Da piccolo quando avevo tipo sette otto anni prendevo il telecomando della tv e lo facevo diventare un microfono. Imitavo quelli che facevano la radio. Ce l’avevamo in cucina, la radio, mia madre la teneva sopra la lavatrice e l’ascoltava quando cucinava o puliva i piatti. Quando lei non c’era io l’ascoltavo per ore. A volte copiavo gli speaker, annunciavo le canzoni e le disannunciavo prima ancora che finissero. Mi piaceva, mi faceva sentire grande.

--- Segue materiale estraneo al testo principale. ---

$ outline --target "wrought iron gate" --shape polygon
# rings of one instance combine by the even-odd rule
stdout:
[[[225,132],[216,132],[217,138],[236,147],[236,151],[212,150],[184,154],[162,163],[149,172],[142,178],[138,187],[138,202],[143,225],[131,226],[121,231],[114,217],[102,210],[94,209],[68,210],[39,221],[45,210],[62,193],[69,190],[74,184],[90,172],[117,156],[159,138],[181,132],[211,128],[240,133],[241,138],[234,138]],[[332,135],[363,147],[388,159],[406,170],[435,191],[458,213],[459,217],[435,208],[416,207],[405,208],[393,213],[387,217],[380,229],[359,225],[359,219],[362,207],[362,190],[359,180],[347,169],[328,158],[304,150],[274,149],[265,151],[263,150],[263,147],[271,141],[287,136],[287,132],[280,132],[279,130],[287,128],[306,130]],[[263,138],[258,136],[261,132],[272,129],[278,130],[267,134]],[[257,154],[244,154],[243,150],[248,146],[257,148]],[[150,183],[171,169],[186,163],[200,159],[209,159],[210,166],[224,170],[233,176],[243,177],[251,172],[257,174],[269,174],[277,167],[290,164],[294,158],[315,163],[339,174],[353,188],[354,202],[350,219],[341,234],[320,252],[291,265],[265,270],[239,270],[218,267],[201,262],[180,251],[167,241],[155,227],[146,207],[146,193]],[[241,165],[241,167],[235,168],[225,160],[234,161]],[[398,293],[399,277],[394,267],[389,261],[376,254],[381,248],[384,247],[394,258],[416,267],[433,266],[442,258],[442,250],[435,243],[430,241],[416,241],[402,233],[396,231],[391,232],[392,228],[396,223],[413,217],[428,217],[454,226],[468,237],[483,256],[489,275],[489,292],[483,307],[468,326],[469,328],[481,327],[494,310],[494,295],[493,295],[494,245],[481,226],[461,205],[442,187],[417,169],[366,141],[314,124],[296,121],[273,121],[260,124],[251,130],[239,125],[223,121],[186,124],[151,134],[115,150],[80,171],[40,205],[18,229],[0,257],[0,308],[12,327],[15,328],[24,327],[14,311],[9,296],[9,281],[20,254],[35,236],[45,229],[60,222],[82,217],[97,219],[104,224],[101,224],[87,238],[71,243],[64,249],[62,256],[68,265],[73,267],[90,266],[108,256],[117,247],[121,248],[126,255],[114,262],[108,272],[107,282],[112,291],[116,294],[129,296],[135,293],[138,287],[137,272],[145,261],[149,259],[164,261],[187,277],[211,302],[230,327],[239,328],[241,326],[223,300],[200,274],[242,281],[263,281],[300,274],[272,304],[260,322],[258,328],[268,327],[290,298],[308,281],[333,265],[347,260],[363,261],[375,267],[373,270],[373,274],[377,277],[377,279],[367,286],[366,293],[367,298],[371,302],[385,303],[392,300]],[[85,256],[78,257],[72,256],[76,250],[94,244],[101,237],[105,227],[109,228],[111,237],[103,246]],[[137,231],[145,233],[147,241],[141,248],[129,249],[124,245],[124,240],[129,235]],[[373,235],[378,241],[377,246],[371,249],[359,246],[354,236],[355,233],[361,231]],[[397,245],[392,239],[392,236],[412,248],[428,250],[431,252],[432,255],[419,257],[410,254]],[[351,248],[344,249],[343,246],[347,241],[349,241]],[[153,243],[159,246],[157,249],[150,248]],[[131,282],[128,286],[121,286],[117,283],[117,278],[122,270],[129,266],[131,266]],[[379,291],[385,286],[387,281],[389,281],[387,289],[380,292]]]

Oggi ascolto la radio spesso. Ogni giorno. In macchina soprattutto. Tra le mainstream vanno per la maggiore Deejay e Rds. Ma ascolto anche quelle minori, tipo il pomeriggio di ritorno dalla palestra ascolto Primaradio. Dalle 17 alle 20 c’è un amico che fa il suo lavoro con competenza: Giacomo Maniaci.
Fare la radio è un mestiere. Invidio tantissimo chi fa radio. Per alcuni può sembrare una cosa fatta per gioco dopo il lavoro ma non è affatto così. Mi capita di frequente ultimamente di sentire gente che fa la radio male, con una voce che fa venire l’orticaria e ti addormenta prima di un pessimo libro; sono momenti tristi. Lavorare in radio e avere la possibilità di parlare davanti ad un microfono e mettere dischi è una fortuna che hanno in pochi, e quando sento gente che non se ne rende conto mi sale il nervoso.
La musica è un’arte, e chi ha a che fare con essa deve avere gusto, accortezza, intelligenza. La radio è uno dei principali strumenti della musica. Il più importante. Ed è forse per questo che la amo da quando ho otto anni.